The evidence noted above satisfies the Court that there was widespread knowledge among important members of the trustee agencies regarding the alleged losses and their connection with the releases. CERCLA is silent on the issue of who within the government agencies must discover the loss and its connection to defendants' releases for the statute to run under § 9613(g)(1). However, the Second Circuit found that widespread knowledge among lower echelons can be attributed to the agency when a government employee with knowledge has a duty to transmit that knowledge. In re Agent Orange Product Liability Litigation, 597 F. Supp. 740 (E.D.N.Y.1984), aff'd, 818 F.2d 145 (2nd Cir.1987), cert. denied sub nom Pinkney v. Dow Chemical Co., 484 U.S. 1004, 108 S. Ct. 695, 98 L. Ed. 2d 648 (1988). This Court finds that, in this case, sufficient employees within the governmental agencies with a duty to transmit the necessary information possessed the relevant knowledge prior to March 19, 1987.
Plaintiffs' Position
Plaintiffs assert that CERCLA requires the President and state governors to appoint officials to act on behalf of the public as trustees for natural resources to assess damages. 42 U.S.C. § 9607(f)(2). "When a *1406 statute is silent ... [on] a particular issue, [the court] must defer to the reasonable interpretation of the agency responsible for administering the statute. By leaving a gap in the statute, Congress implicitly has delegated policy-making authority to the agency." State of Washington, Department of Ecology v. U.S. E.P.A., 752 F.2d 1465, 1469 (9th Cir.1985) (citing Chevron, U.S.A. Inc. v. Natural Resources Defense Council, Inc., 467 U.S. 837, 843-44, 104 S. Ct. 2778, 2782-83, 81 L. Ed. 2d 694 (1984)); see also Heckler v. Chaney, 470 U.S. 821, 832, 105 S. Ct. 1649, 1656, 84 L. Ed. 2d 714 (1985) ("courts generally will defer to an agency's construction of the statute it is charged with implementing...."). Plaintiffs argue that Congress entrusted DOI with the promulgation of the regulations for implementation of natural resource damage assessments. DOI has interpreted this CERCLA provision to mean that the authorized official within the trustee agency must acquire the knowledge of the damage and its connection to the release under § 9613(g)(1). 43 C.F.R. §§ 11.14(d), 11.23, 11.61.[5] Plaintiffs argue that the DOI's interpretation is sound because it ensures that a potentially expensive damage assessment and a concomitant natural resource damages action do not proceed to the detriment of the public without a probability of success determination by the authorized official.[6]
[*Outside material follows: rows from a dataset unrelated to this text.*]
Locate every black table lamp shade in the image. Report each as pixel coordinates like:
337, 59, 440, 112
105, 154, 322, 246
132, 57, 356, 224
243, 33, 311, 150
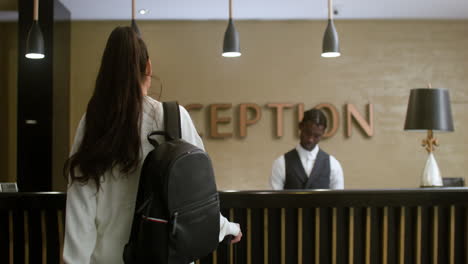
405, 88, 453, 131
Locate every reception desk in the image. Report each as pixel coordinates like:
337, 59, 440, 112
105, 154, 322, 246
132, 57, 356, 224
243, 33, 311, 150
0, 188, 468, 264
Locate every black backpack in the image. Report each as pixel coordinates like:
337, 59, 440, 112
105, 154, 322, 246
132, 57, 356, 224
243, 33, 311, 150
123, 102, 220, 264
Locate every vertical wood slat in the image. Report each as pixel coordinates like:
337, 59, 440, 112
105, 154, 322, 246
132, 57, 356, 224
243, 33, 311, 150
348, 207, 354, 264
414, 206, 422, 264
229, 208, 234, 264
247, 208, 252, 264
281, 208, 286, 264
57, 210, 64, 264
8, 210, 15, 264
465, 207, 468, 263
432, 206, 439, 264
23, 211, 29, 264
465, 207, 468, 263
365, 207, 371, 264
449, 205, 455, 264
382, 206, 388, 264
211, 250, 218, 264
41, 210, 47, 264
332, 207, 338, 264
263, 208, 268, 264
297, 208, 303, 264
398, 206, 406, 264
315, 207, 320, 264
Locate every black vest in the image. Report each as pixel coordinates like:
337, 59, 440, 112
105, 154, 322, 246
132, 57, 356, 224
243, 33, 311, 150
284, 149, 330, 190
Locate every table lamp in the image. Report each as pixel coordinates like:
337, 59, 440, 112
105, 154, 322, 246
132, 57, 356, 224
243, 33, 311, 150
405, 85, 453, 187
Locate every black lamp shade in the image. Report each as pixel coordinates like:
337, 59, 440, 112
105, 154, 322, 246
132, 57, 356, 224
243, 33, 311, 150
132, 19, 141, 38
26, 20, 44, 59
405, 88, 454, 131
223, 19, 241, 57
322, 19, 340, 57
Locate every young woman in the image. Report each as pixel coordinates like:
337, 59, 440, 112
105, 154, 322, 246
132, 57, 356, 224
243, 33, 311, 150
63, 27, 242, 264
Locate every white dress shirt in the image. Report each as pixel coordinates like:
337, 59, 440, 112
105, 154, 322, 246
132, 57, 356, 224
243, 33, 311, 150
63, 96, 240, 264
270, 144, 344, 190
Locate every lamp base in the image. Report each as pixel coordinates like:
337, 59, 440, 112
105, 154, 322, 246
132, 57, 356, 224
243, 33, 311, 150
421, 152, 443, 187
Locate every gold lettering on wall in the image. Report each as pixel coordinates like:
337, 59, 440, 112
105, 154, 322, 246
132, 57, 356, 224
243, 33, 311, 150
210, 104, 232, 138
314, 103, 340, 138
184, 104, 203, 137
185, 103, 374, 139
267, 103, 293, 137
184, 104, 203, 111
239, 103, 262, 137
346, 104, 374, 137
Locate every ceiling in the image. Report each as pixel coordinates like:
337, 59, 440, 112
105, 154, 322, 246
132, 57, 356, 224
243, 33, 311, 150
0, 0, 468, 20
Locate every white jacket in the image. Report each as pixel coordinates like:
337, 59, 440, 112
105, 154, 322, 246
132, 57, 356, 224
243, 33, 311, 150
63, 96, 240, 264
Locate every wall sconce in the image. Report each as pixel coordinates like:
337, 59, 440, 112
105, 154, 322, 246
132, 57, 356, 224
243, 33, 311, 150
25, 0, 45, 59
223, 0, 241, 57
322, 0, 341, 58
405, 85, 454, 187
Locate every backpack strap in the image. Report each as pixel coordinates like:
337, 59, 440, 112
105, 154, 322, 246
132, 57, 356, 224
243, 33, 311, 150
163, 101, 182, 140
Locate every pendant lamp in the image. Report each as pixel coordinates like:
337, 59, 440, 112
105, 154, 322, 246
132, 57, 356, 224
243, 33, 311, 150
25, 0, 45, 59
132, 0, 141, 37
322, 0, 341, 58
223, 0, 241, 57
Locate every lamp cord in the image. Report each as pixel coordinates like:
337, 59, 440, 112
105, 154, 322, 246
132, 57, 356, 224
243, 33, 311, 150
33, 0, 39, 21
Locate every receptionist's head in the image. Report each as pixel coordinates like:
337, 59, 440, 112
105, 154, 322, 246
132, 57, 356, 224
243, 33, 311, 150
299, 109, 327, 151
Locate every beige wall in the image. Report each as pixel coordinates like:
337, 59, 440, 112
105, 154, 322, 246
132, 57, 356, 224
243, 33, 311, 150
0, 23, 18, 181
66, 20, 468, 189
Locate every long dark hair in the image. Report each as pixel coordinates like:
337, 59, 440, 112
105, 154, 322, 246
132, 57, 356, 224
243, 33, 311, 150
64, 27, 148, 191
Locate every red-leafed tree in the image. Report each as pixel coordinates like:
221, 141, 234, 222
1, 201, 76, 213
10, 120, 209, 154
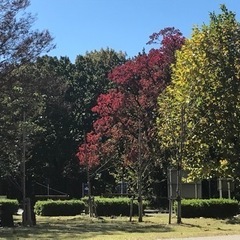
78, 28, 184, 221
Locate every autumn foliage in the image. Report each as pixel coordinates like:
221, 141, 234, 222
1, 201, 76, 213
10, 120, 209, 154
77, 28, 184, 171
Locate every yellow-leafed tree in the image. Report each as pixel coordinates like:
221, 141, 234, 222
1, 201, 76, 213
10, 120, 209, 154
158, 5, 240, 179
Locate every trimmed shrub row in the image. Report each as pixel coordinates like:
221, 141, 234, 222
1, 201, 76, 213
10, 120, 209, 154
175, 199, 239, 218
34, 200, 85, 216
94, 197, 146, 216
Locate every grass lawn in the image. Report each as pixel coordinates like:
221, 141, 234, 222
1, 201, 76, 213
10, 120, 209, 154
0, 214, 240, 240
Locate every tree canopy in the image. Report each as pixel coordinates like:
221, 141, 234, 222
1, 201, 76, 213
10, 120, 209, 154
158, 5, 240, 178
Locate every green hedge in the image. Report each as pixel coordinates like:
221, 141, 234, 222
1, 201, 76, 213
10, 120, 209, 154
34, 200, 85, 216
0, 198, 18, 227
175, 199, 239, 218
85, 197, 146, 216
0, 198, 19, 214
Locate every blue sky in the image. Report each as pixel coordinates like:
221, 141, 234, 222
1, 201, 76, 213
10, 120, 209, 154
27, 0, 240, 62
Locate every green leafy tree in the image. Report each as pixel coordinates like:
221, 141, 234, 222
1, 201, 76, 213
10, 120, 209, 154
158, 5, 240, 179
0, 0, 54, 184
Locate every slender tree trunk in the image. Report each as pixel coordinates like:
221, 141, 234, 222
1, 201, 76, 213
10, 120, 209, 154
87, 166, 93, 217
138, 119, 143, 222
138, 171, 143, 222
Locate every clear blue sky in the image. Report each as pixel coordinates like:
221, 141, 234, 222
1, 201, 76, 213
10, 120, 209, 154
27, 0, 240, 62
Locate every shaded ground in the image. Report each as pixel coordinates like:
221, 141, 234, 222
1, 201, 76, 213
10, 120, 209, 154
0, 214, 240, 240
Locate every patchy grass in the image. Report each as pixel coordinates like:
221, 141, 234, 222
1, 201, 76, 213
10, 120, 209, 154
0, 214, 240, 240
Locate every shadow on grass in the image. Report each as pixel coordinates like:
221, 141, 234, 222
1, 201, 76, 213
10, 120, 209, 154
0, 217, 173, 239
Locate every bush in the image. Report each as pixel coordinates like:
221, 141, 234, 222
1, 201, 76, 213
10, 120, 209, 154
85, 197, 146, 216
0, 198, 18, 227
34, 200, 85, 216
175, 199, 239, 218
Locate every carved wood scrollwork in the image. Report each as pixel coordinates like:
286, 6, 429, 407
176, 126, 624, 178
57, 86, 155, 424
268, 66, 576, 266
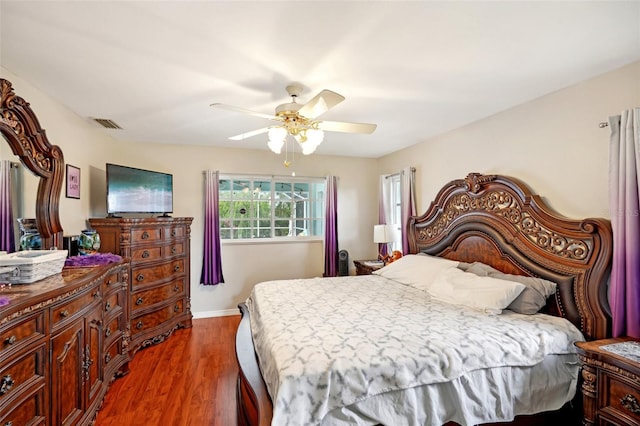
0, 79, 64, 249
407, 173, 613, 339
418, 189, 593, 260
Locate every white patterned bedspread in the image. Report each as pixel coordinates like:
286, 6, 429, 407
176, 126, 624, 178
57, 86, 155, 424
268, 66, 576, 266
247, 275, 584, 425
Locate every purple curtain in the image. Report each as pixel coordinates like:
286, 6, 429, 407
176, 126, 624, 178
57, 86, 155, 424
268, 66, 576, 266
323, 176, 338, 277
400, 167, 416, 254
609, 108, 640, 338
378, 175, 389, 258
200, 170, 224, 285
0, 160, 16, 253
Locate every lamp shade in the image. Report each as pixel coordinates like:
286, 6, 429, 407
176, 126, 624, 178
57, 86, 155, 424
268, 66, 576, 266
373, 225, 393, 244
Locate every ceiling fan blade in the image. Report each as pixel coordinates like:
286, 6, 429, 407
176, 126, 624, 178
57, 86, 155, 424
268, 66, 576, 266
298, 90, 344, 118
318, 121, 378, 134
229, 127, 269, 141
211, 103, 282, 121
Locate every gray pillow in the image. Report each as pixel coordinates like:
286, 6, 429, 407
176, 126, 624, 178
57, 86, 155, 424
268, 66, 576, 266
466, 262, 556, 315
458, 262, 472, 275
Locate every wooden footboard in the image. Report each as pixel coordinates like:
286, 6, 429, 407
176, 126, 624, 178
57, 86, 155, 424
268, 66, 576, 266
236, 303, 273, 426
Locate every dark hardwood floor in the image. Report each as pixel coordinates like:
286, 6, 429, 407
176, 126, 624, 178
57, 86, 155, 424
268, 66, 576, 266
95, 315, 240, 426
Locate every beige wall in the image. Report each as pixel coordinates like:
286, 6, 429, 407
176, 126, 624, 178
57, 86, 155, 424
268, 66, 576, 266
0, 68, 378, 316
380, 62, 640, 218
0, 62, 640, 316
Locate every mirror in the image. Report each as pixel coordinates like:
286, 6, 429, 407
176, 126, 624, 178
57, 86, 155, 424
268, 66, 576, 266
0, 79, 64, 249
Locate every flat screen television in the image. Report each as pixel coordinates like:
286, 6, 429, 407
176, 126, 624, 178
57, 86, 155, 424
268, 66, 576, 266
107, 163, 173, 216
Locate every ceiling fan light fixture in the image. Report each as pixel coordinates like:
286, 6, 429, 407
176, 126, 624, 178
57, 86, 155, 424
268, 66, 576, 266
267, 127, 287, 154
299, 129, 324, 155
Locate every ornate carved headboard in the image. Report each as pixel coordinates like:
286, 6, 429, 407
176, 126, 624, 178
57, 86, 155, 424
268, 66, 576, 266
408, 173, 613, 339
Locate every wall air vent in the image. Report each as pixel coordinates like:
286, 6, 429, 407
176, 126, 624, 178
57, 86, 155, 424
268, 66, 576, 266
91, 118, 122, 129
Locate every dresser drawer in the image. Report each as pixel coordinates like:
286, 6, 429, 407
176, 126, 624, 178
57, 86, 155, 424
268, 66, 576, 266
102, 292, 123, 316
600, 371, 640, 425
164, 225, 187, 241
51, 289, 100, 327
131, 228, 162, 244
131, 246, 162, 263
0, 312, 45, 360
162, 241, 185, 258
131, 259, 184, 290
129, 279, 184, 313
102, 273, 120, 294
0, 344, 46, 404
0, 389, 46, 426
131, 300, 184, 337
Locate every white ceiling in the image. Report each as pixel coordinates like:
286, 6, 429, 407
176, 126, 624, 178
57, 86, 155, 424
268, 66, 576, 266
0, 0, 640, 157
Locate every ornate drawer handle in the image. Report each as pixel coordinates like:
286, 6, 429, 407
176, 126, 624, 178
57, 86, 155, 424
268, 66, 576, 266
620, 393, 640, 414
0, 374, 15, 395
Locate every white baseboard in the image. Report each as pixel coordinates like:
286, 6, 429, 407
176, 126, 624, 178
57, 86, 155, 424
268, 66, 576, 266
193, 309, 240, 319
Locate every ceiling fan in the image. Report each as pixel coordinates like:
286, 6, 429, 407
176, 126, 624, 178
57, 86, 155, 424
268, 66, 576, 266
211, 83, 376, 155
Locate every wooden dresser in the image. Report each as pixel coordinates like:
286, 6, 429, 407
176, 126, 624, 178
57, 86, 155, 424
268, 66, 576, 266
576, 337, 640, 426
0, 262, 130, 426
89, 217, 193, 354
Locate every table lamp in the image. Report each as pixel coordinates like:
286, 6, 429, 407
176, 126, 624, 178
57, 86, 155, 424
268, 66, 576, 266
373, 225, 393, 261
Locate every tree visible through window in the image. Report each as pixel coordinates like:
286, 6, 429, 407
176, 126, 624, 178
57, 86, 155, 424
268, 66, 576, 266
219, 175, 326, 240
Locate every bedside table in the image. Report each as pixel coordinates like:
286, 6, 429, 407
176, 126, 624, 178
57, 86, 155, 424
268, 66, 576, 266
353, 259, 384, 275
576, 337, 640, 425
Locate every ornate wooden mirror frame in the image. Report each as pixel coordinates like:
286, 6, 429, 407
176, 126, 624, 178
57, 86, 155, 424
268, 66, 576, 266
0, 79, 64, 249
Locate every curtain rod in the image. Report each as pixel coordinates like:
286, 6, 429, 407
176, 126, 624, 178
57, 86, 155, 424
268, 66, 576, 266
202, 170, 328, 180
384, 167, 416, 179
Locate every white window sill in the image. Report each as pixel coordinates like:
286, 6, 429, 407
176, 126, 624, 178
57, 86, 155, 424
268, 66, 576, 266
220, 237, 323, 246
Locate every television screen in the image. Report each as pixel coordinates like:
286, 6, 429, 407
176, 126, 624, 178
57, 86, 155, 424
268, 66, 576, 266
107, 163, 173, 215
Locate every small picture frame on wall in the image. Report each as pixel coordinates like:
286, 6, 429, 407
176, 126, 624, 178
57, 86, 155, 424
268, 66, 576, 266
66, 164, 80, 198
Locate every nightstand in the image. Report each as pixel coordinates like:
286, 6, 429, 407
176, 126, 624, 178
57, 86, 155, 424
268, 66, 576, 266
353, 260, 384, 275
576, 337, 640, 426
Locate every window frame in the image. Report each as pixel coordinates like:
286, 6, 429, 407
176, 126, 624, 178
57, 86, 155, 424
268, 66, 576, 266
218, 173, 326, 244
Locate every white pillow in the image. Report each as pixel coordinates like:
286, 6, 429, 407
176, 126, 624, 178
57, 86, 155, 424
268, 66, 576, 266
429, 268, 525, 315
373, 254, 459, 291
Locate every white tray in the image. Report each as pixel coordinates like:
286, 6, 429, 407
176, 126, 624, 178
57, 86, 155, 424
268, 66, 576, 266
0, 250, 67, 284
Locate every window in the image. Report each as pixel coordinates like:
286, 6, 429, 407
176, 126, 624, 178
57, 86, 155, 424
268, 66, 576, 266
219, 175, 326, 240
384, 173, 402, 251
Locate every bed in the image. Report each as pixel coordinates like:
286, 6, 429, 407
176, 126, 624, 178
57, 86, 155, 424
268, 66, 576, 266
236, 173, 612, 425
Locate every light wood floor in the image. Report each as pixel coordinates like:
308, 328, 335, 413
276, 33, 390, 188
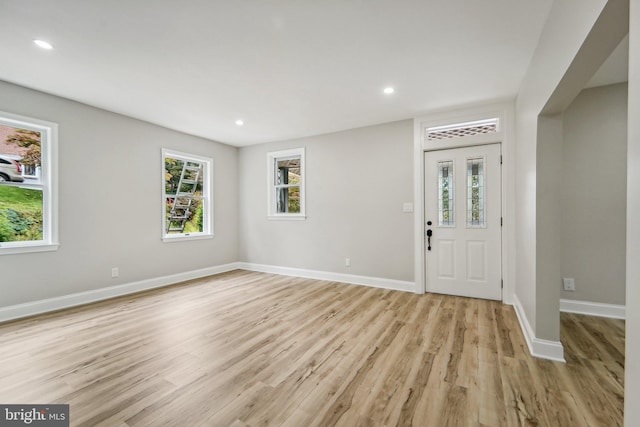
0, 271, 624, 427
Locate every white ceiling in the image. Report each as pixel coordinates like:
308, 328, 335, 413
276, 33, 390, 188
0, 0, 551, 146
586, 35, 629, 88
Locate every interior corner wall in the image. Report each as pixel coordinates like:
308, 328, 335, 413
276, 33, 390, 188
0, 81, 238, 308
536, 115, 563, 341
624, 0, 640, 426
239, 120, 418, 281
556, 83, 627, 305
515, 0, 607, 340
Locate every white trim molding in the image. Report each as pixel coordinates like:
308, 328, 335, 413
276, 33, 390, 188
413, 99, 516, 304
513, 295, 566, 363
238, 262, 415, 292
0, 263, 240, 322
560, 299, 627, 320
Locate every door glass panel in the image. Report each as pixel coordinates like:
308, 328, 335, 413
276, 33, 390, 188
467, 158, 485, 227
438, 160, 456, 227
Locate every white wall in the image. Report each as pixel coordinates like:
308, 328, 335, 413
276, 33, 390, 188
556, 83, 627, 305
515, 0, 626, 342
0, 82, 238, 308
624, 0, 640, 427
240, 120, 414, 281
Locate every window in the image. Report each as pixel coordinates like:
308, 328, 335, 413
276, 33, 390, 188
267, 148, 305, 219
0, 112, 58, 254
162, 149, 213, 241
467, 158, 485, 227
438, 160, 456, 227
427, 118, 498, 141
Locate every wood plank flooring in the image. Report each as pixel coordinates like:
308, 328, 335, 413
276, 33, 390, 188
0, 271, 624, 427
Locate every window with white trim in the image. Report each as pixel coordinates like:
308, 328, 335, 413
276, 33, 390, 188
0, 112, 58, 255
427, 117, 499, 141
162, 149, 213, 241
267, 148, 305, 219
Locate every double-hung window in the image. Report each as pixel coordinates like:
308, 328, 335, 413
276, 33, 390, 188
162, 149, 213, 241
267, 148, 305, 219
0, 112, 58, 255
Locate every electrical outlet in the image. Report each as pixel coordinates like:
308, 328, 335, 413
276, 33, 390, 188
562, 277, 576, 291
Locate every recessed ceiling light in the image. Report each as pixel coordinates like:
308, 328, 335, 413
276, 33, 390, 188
33, 39, 53, 50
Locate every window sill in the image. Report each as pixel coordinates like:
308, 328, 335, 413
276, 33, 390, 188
267, 214, 307, 221
162, 234, 213, 243
0, 243, 60, 255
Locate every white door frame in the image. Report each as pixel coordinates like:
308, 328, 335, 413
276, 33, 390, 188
413, 101, 515, 304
The DOI regulations provide guidance for the gathering of the appropriate quantum and quality of information. For this purpose, the DOI regulations provide that before any assessment can proceed, a "preassessment screen" must be carried out to ensure that before monies and resources are expended there is a reasonable probability of a successful claim. 43 C.F.R. § 11.23. The authorized official determines, that (1) a release of a hazardous substance has occurred; (2) natural resources which are trust resources "have been or are likely to have been adversely affected" by the release; and (3) the "quantity and concentration" of the substance is "sufficient to potentially cause injury" to the natural resources. Id. Plaintiffs assert that the date for discovery under 9613(g)(1)(A) is the date of the signing of the Preassessment Screen Determination by the authorized official for the NOAA, the trustee agency, which in this case was July 6, 1989.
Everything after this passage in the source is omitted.